Дальнейших своих действий он и сам не представлял. Оставалось полагаться лишь на собственную интуицию, которая, как правило, никогда не подводила Сашу Македонского.
Несмотря на начало осени, Израиль встретил Солоника изматывающей жарой. Деревья стояли не шелохнувшись, и в послеполуденное время Иерусалим вымирал до четырех часов дня. На раскаленные камни мостовой нельзя было ступить даже в обуви. Лишь изредка проплывали в солнечном мареве темно-зеленые армейские джипы, напоминающие огромных жуков, да вооруженные военные патрули искали спасения от зноя в тенистых лабиринтах старинных улочек — недавно мусульманские фанатики провели очередной теракт, взорвали набитый пассажирами маршрутный автобус, и меры предосторожности выглядели вполне оправданными.
Еще в аэропорту Бен-Гурион Сашу встречали двое шадринских. По замыслу Ракиты они должны были выполнять роль чичероне и одновременно телохранителей. Усадили в машину, отвезли в отель. Спустя сутки Солоник знал о кидале все, что ему требовалось.
Гринберг, сменивший после «алии», то есть исхода на Землю Обетованную имя Борис на Борух, проживал в еврейском квартале новой столицы Израиля и слыл человеком богатым и влиятельным. Его одиннадцатиметровый шестидверный «Линкольн» был известен едва ли не всему деловому Иерусалиму.
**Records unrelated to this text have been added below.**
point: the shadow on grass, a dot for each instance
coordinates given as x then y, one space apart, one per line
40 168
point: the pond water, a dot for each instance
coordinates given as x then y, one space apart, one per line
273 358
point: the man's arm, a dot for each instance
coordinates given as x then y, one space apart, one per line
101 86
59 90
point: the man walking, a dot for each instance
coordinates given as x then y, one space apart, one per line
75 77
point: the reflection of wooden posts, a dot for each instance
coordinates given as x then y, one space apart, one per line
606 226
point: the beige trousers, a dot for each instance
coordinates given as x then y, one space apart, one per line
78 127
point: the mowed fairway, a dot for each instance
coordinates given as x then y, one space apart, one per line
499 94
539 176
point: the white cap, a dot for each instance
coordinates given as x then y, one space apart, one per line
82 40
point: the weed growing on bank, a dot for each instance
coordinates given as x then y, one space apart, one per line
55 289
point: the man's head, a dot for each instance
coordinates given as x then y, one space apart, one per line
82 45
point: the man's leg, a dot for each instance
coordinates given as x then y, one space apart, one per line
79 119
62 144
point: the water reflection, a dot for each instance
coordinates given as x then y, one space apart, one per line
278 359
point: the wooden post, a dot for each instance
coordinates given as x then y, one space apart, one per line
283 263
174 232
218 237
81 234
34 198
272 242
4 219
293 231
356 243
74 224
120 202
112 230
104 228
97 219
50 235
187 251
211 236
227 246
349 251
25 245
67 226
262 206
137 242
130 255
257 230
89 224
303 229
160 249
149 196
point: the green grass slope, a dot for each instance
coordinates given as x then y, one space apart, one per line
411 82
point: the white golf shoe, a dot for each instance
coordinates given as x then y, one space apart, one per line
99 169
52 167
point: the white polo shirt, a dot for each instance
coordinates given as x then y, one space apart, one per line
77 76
Владелец крупной фабрики по огранке алмазов, трастовой компании и нескольких торгово-закупочных фирм, он имел все основания опасаться за свою жизнь. Да и банк шадринских, по всей вероятности, стал не единственной жертвой кидалы. Видимо, потому Боруха Гринберга, как Ясера Арафата, повсюду сопровождали вооруженные до зубов охранники в камуфляже.
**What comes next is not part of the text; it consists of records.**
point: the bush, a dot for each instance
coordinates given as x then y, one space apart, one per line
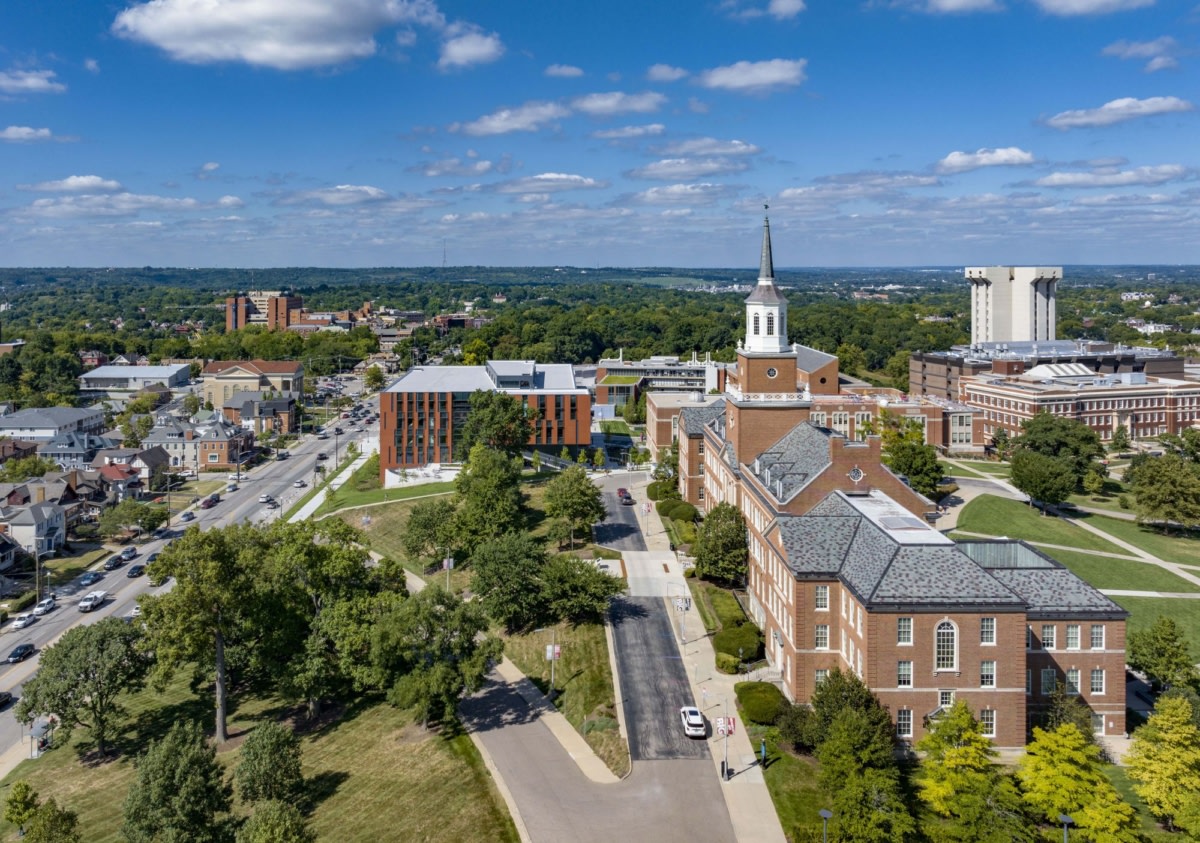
796 725
747 637
684 512
761 701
Подступиться к кидале вплотную не было никакой возможности — по крайней мере, на первый взгляд. А уж тем более заставить этого человека вернуть по-хорошему деньги. Классический силовой наезд тут, в нескольких тысячах километрах от Москвы, выглядел бы как минимум нелепо. За спиной «добропорядочного еврейского коммерсанта» стоял мощный государственный аппарат новой родины. У него имелись связи в кнессете. Сверх того, он мог рассчитывать на корпоративную поддержку и солидарность деловых кругов. Уголовные статьи по вымогательству тут, в Израиле, всегда отличались суровостью — на наезд мог решиться лишь сумасшедший. А кроме того, Гринберг вполне мог опираться и на помощь из России. Имелись в виду какие-то загадочные, но тем не менее всесильные «чекисты», о которых упоминал шадринский, а также подмосковная группировка, которой профессиональный кидала предусмотрительно отстегнул на общак.
Ракита приехал в Иерусалим спустя несколько дней после появления там Македонского. Видимо, дела в Москве были столь плачевны, что, едва поздоровавшись, он сразу же перешел к делу.
— Ну, что скажешь? — спросил он, морщась, словно от зубной боли.